History of Improve Your Office Day
The office has come to signify any place where we get our job done, and that can be in an office building, a coworking space, Starbucks, the library, or even a corner in our house. While we may accept the way we work now and the concept of an office may seem timeless, the office does have a history, and it wasn’t always as it is now.
The medieval monks created the first workplace in the 15th century. The “scriptorium” was a cubicle-style desk made for copying manuscripts and used by lay scribes and illuminators. How the office evolved after that, we do not know. But before the advent of purpose-built office buildings, business owners did their office work — mostly clerical activities — in their homes above their shops. That includes the likes of the Rothschilds and the Barings.
The way people worked changed when the first purpose-built offices, the Old Admiralty Buildings, were opened in 1726. The East India Company made that a trend when it opened its headquarters on Leadenhall Street in the middle of the 18th century, which prompted other corporations to follow suit.
The 20th century ushered in an era that revolutionized the office into how we know it today.

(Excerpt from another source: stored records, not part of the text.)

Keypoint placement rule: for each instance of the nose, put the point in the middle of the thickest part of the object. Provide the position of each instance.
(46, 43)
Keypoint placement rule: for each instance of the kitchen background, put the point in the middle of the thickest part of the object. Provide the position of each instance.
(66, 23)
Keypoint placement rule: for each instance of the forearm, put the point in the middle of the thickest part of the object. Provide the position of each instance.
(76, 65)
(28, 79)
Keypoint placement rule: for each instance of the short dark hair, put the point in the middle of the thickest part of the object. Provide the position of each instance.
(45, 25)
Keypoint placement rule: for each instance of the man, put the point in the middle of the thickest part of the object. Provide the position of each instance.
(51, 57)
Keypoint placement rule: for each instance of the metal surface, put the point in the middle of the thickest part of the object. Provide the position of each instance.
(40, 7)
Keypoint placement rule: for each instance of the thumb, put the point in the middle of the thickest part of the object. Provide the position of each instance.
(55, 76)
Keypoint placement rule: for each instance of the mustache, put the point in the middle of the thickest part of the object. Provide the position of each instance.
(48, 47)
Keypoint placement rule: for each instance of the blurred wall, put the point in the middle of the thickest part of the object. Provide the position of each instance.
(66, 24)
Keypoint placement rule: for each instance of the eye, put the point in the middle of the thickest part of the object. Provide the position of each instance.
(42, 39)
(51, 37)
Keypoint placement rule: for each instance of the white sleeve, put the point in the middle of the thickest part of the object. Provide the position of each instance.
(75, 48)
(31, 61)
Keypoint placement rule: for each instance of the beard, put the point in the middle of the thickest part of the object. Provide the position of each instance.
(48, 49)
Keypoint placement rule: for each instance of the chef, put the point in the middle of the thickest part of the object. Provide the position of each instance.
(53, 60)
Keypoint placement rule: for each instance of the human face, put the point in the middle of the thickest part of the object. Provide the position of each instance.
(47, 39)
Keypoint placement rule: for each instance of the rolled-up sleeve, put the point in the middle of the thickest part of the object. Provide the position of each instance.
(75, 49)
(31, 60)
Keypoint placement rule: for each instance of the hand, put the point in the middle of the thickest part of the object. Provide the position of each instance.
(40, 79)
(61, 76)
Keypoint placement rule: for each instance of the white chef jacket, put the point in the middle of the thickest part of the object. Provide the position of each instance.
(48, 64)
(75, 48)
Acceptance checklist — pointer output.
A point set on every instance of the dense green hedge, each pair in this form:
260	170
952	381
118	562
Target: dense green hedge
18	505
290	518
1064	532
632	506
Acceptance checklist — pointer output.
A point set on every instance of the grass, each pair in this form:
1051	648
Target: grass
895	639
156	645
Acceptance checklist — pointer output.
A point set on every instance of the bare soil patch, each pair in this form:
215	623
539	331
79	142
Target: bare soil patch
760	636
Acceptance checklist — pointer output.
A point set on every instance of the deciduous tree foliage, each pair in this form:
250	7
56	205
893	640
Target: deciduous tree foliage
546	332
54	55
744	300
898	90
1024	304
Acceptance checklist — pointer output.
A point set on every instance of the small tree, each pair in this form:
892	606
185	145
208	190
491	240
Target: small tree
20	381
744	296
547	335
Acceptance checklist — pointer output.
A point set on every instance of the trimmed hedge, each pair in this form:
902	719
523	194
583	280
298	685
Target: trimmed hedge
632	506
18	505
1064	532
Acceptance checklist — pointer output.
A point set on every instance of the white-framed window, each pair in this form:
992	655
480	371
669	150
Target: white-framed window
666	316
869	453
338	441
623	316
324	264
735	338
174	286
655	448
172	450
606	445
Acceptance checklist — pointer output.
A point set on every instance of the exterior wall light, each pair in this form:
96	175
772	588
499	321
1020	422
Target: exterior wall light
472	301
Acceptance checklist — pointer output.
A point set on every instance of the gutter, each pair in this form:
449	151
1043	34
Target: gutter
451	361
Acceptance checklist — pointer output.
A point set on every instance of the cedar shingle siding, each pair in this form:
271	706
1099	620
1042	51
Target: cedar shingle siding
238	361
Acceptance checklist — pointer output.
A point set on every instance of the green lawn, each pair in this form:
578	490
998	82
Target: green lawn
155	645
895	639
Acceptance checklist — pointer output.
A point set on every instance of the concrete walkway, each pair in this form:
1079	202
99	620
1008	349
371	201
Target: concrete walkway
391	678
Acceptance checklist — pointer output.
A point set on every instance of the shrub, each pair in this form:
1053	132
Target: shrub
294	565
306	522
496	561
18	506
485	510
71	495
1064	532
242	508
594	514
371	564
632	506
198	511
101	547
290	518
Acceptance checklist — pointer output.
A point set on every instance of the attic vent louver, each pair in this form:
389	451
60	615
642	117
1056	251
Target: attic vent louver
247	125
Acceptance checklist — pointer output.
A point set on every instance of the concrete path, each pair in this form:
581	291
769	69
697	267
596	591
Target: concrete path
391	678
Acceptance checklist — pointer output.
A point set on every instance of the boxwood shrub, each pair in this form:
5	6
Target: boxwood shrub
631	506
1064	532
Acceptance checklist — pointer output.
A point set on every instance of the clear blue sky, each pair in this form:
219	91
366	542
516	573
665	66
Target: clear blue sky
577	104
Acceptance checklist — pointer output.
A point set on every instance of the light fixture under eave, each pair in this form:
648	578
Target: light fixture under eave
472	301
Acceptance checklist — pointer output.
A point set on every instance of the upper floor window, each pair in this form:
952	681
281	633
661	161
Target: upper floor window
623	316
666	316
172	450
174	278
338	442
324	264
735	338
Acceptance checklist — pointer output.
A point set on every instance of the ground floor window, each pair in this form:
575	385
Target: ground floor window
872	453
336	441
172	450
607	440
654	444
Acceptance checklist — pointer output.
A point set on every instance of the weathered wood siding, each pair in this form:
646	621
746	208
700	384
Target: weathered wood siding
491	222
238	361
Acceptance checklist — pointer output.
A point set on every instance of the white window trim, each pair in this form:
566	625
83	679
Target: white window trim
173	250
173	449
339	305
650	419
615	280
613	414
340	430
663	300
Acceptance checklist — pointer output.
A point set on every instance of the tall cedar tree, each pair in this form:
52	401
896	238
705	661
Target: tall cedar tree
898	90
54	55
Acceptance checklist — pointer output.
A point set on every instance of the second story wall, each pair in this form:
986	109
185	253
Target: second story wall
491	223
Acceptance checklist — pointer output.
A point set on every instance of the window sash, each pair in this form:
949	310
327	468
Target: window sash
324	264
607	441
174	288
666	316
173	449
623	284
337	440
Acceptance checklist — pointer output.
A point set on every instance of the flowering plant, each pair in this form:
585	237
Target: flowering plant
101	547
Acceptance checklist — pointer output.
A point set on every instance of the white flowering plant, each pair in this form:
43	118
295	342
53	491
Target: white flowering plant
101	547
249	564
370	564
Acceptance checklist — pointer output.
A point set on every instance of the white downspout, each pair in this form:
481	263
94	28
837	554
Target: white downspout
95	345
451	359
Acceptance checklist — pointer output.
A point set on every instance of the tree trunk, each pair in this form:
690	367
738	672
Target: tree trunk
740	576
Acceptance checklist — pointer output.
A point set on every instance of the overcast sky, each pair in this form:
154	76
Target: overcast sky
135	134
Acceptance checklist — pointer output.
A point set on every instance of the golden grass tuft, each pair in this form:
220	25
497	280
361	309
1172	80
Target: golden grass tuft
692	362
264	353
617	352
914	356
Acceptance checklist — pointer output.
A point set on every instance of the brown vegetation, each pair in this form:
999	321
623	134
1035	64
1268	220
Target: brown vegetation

The workplace went through several iterations, from open plan office, Bürolandschaft (office landscape), and Action Office, to the much-hated cubicle farm offices, business centers, coworking spaces, and finally, remote work. The commercialization of the light bulb in the early 20th century and the invention of mobile phones and PCs allowed for extended work hours and blurred the lines between personal life and work.
Improve Your Office Day has been marked for years now on October 4 by employers and employees alike to make their workplace more productive for them.